Anche ora i liberali continuano a vedere le disuguaglianze come un segno di successo del sistema capitalistico della libera impresa, contro l’odiato egalitarismo. Essi non fanno alcuna distinzione tra l’egalitarismo come omogeneizzazione e massificazione e l’uguaglianza (di opportunità e di trattamento) intesa come equità e assenza di privilegi (piena libertà di attività e di movimento per tutti). Anzi, essi promuovono la prima (massificazione) presentandola come sana integrazione nella società nazionale e rigettano la seconda (uguaglianza di opportunità e di trattamento) perché non risponde affatto ai loro interessi.
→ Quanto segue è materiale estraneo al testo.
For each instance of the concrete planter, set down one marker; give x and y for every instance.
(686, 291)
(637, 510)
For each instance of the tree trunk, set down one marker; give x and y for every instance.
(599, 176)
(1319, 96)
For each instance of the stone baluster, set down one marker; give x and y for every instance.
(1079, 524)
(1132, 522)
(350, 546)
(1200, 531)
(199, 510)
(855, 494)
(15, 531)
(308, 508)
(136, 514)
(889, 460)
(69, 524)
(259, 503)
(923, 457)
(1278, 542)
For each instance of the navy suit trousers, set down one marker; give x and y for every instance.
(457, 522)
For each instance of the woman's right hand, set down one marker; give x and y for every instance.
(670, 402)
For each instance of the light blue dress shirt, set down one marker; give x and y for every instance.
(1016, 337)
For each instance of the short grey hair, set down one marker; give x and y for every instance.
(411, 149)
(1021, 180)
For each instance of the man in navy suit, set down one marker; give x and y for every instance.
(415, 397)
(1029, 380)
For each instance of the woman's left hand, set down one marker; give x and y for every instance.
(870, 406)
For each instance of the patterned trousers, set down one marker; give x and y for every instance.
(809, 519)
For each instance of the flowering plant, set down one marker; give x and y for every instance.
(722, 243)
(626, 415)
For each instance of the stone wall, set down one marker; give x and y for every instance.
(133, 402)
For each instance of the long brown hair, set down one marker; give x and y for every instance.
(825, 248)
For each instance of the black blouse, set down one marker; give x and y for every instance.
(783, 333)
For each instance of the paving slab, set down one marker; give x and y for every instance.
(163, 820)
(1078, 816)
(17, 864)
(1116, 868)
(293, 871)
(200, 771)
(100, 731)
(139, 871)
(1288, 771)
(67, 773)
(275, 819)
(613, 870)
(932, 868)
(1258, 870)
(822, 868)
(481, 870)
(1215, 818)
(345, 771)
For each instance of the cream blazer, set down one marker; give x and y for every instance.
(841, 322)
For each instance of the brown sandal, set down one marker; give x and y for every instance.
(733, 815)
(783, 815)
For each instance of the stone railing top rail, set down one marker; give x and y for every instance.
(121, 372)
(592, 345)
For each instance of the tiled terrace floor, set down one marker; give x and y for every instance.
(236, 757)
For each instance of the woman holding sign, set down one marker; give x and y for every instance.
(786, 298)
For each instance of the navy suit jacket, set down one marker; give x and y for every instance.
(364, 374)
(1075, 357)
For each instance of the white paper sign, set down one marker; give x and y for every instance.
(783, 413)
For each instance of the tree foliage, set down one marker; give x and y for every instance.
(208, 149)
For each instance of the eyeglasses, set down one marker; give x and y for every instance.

Interessi che di liberale, nel senso originario della parola (promozione della libertà) non hanno più nulla a che fare.
Una vera libertà di azione e di movimento porterebbe le persone a promuovere meglio e in maniera più oculata il loro interesse di lungo periodo e questo genererebbe un effetto di equa diffusione dei benefici. Per cui sparirebbero disequilibri di potere politico e sacche di miseria economica, come è naturale che sia se davvero si lasciasse libero corso alle scelte degli individui e delle loro comunità volontarie.

In sostanza, qualsiasi ideologia che ha successo e raccoglie frutti in termini di potere politico ed economico, finisce, quasi inesorabilmente, per trasformarsi in una concezione rigida al servizio dei padroni. Il liberalismo non fa eccezione. Per questo, al di là di salvarne il messaggio originale di anelito e di pratica della libertà, non molto d’altro si può recuperare. Insistere in un atteggiamento celebrativo e nostalgico dei bei tempi andati (ad es. lo stato liberale, lo stato minimo) equivale ad assumere droghe soporifiche o a indossare occhiali deformanti di un bel colore rosa che non contribuiscono affatto alla costruzione del futuro. E questo sarebbe qualcosa di estremamente negativo per sé e per le comunità volontarie a cui ci si potrebbe associare una volta che lo stato, qualunque sia l’ideologia sulla cui base esso ancora sopravvive, sarà un relitto del passato.